Dub Qawwali combines the soaring vocals of the late Pakistani singer Nusrat Fateh Ali Khan and the reggae style called "dub."
Photo: Ishida Masataka
Pakistani singer Nusrat Fateh Ali Khan (1948-1997) was considered the finest qawwali singer of his generation.
Nusrat Fateh Ali Khan's concerts were often rapturous events where fans showered the musicians in money.
Hear old Nusrat recordings dressed up in dub reggae beats by producer Gaudi.
Resurrecting the dead is nothing new in music. Remember Natalie Cole singing and dancing with her late father, Nat King Cole? The latest luminary to be revived is the Pakistani singer Nusrat Fateh Ali Khan. August 16 marks the tenth anniversary of his death.
In his short life, Nusrat was the world's greatest singer of qawwali, a boisterous and passionate music of mystical Islam. He embraced western pop music, teaming up with Peter Gabriel and Eddie Vedder. Now, Nusrat returns with the help of Italian dub reggae producer Gaudi. Their new CD is called Dub Qawwali.
Gaudi is a veteran producer with 11 solo albums over the past two decades. He specializes in dub reggae, a style that often reworks existing material, mixing booming bass and drums with electronic effects.
After dabbling in punk music, Gaudi began experimenting with synthesizers, and was fully steeped in reggae when he first heard one of Nusrat Fateh Ali Khan's records in the mid-1980s. By this time, Khan was already being called the "Emperor of qawwali."
Gaudi displays an appropriate reverence for the emperor, a fact that most likely helped him when he approached Khan's old record label. Gaudi says he was thrilled when they gave him full access to original 40-year-old reel-to-reel tapes of unreleased Nusrat sessions.
"It was incredibly emotive for me, seeing the writing, handwriting and everything, I had goose bumps, really," Gaudi recalls.
He took the tapes and worked some studio magic, removing unwanted instruments and laying the bare vocal tracks over his own beats. It was a daring venture, to be sure, but Gaudi says that in all that tinkering, his aim was not to adapt Khan's music to his own beats, but exactly the other way around. He was even careful to preserve the message of Khan's music.
"I couldn't understand what he was thinking about," Gaudi says, "so I had to employ a translator. And making sure that all the vocals that phonetically for me sounded great, even meaning-wise made sense."
That's part of the reason the record took Gaudi two years to make. He says he spent months just listening, before touching anything. And in the end, his careful study convinced him that he could safely use Jamaican dub beats without compromising the spirit of Khan's music.
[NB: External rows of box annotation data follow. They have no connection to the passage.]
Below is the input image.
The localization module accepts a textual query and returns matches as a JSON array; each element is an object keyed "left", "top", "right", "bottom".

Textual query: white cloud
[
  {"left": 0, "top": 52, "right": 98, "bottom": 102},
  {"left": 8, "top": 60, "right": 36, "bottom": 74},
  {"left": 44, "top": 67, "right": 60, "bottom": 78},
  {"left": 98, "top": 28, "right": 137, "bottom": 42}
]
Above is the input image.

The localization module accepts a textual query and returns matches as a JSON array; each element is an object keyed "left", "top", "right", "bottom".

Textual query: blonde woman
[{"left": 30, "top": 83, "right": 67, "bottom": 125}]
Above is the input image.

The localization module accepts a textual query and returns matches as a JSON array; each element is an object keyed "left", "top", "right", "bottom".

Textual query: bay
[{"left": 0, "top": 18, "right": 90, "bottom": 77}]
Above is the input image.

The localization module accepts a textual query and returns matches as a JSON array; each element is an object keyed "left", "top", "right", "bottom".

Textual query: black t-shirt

"Because the message of that music and the message of reggae is exactly the same," Gaudi says. "It's peace, love, and spirituality. So that was my common denominator for me, just to try and unify the two elements."
Still, as harmonious as it felt to him, Gaudi says sometimes felt he should abandon the project.
"I know already that whatever I do with this music," Gaudi says, "it will not be as beautiful as the original material, and that's for sure. So I was about to give up. And the same feeling happened when I remixed Bob Marley four years ago. It's bigger than me, bigger than anything I did so far."
But he went ahead, trying to imagine that Khan's spirit was there with him in the studio. After all, Gaudi says, the studio is his "temple."